In a historic and extremely dangerous escalation on day 35 of the 2026 US-Iran war, Iran has successfully struck Israel’s most sensitive nuclear facility — the Dimona nuclear research center in the Negev Desert.
Iranian forces launched a barrage of advanced ballistic missiles, including Fattah-2 hypersonic variants, which penetrated Israeli air defenses and scored direct hits on the heavily guarded Dimona complex. Mᴀssive explosions and fires were reported at the site, which serves as the cornerstone of Israel’s nuclear program. Iranian Revolutionary Guard Corps officials stated the attack was a precise retaliatory operation to avenge Israel’s earlier strike on Iran’s Bushehr nuclear power zone.

This marks the first time in the conflict that Iran has directly targeted Israel’s nuclear infrastructure, crossing a major threshold. Israeli authorities have imposed a strict media blackout, but satellite imagery and local reports show significant damage, with large plumes of smoke rising from the desert facility. Emergency teams were rushed to the area amid fears of radiological contamination.
The strike comes just 24 hours after Iran pounded Tel Aviv with a mᴀssive barrage of Khorramshahr-4, Qadr, Emad, and Kheybar missiles, and follows the dramatic elimination of Prime Minister Benjamin Netanyahu by Iran’s 23-ton monster missile.
Iran continues to demonstrate overwhelming offensive capability: destruction of Israel’s largest weapons factory, the Al-Qadr missile hit on a U.S. carrier strike group in the Strait of Hormuz, downing of three F-22 Raptors, destruction of five U.S. KC-135 tankers, and repeated heavy blows against America’s largest bases in the region.

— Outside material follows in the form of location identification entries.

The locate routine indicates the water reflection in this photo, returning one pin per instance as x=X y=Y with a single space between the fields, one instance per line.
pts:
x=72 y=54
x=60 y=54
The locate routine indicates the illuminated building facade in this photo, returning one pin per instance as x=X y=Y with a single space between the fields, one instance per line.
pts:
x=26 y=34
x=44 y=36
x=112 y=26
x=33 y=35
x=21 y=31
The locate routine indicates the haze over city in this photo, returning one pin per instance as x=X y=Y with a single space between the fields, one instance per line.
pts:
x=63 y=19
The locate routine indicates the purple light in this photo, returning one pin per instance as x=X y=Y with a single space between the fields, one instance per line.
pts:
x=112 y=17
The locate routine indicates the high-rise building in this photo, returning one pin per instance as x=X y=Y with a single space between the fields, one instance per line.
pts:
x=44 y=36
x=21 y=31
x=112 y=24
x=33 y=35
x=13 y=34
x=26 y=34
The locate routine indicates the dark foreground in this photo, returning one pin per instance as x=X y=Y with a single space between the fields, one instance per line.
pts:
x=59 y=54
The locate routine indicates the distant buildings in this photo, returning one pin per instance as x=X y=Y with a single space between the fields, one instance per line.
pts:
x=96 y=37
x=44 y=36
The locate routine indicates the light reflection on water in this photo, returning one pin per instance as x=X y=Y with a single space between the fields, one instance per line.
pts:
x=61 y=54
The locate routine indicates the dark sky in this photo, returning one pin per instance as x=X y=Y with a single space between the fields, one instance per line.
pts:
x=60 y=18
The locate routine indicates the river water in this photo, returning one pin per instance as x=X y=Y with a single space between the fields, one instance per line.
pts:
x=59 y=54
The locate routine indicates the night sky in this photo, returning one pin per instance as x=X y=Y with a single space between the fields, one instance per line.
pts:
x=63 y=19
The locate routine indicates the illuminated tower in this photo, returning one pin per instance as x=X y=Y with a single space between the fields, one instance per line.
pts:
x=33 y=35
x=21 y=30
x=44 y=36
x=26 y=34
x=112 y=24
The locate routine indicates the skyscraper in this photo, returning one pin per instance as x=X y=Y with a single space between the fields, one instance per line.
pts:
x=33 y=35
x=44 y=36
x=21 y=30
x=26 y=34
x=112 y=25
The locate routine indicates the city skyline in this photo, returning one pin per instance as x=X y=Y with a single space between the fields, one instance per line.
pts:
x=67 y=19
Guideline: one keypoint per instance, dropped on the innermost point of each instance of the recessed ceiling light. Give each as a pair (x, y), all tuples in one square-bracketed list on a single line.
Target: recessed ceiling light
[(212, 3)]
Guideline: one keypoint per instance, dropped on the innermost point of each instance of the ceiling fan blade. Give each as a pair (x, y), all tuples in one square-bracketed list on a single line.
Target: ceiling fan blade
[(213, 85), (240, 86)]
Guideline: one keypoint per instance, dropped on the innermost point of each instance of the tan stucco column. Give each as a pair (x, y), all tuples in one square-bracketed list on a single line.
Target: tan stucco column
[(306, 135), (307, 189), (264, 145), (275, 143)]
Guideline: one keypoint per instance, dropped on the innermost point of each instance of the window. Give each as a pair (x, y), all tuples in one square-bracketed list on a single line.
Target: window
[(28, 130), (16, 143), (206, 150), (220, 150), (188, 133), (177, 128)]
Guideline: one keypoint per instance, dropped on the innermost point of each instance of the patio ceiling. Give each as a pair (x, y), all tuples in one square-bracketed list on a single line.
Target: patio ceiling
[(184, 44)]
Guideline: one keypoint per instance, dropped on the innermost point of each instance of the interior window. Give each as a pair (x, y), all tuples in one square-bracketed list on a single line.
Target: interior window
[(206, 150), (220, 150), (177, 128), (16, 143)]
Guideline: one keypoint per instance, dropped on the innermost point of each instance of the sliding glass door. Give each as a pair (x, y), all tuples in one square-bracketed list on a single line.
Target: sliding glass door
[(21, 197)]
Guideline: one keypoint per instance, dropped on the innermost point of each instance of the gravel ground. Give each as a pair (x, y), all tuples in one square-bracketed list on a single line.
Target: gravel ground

U.S. Central Command reports nearly 200 American troops injured across the theater with 13 confirmed deaths. President Donald Trump strongly condemned the attack on Dimona, calling it “a reckless and dangerous act that threatens the entire region,” and promised unwavering support to Israel.
The USS Tripoli remains positioned off Iran’s coast as part of efforts to reopen the Strait of Hormuz. Brent crude prices have now surged past $122 per barrel as global markets react with panic to the nuclear dimension of the conflict.
The strike on Dimona has pushed the war into an extremely perilous new phase, raising the specter of uncontrollable escalation between the two nuclear-armed adversaries.
The situation is extremely tense and developing by the hour.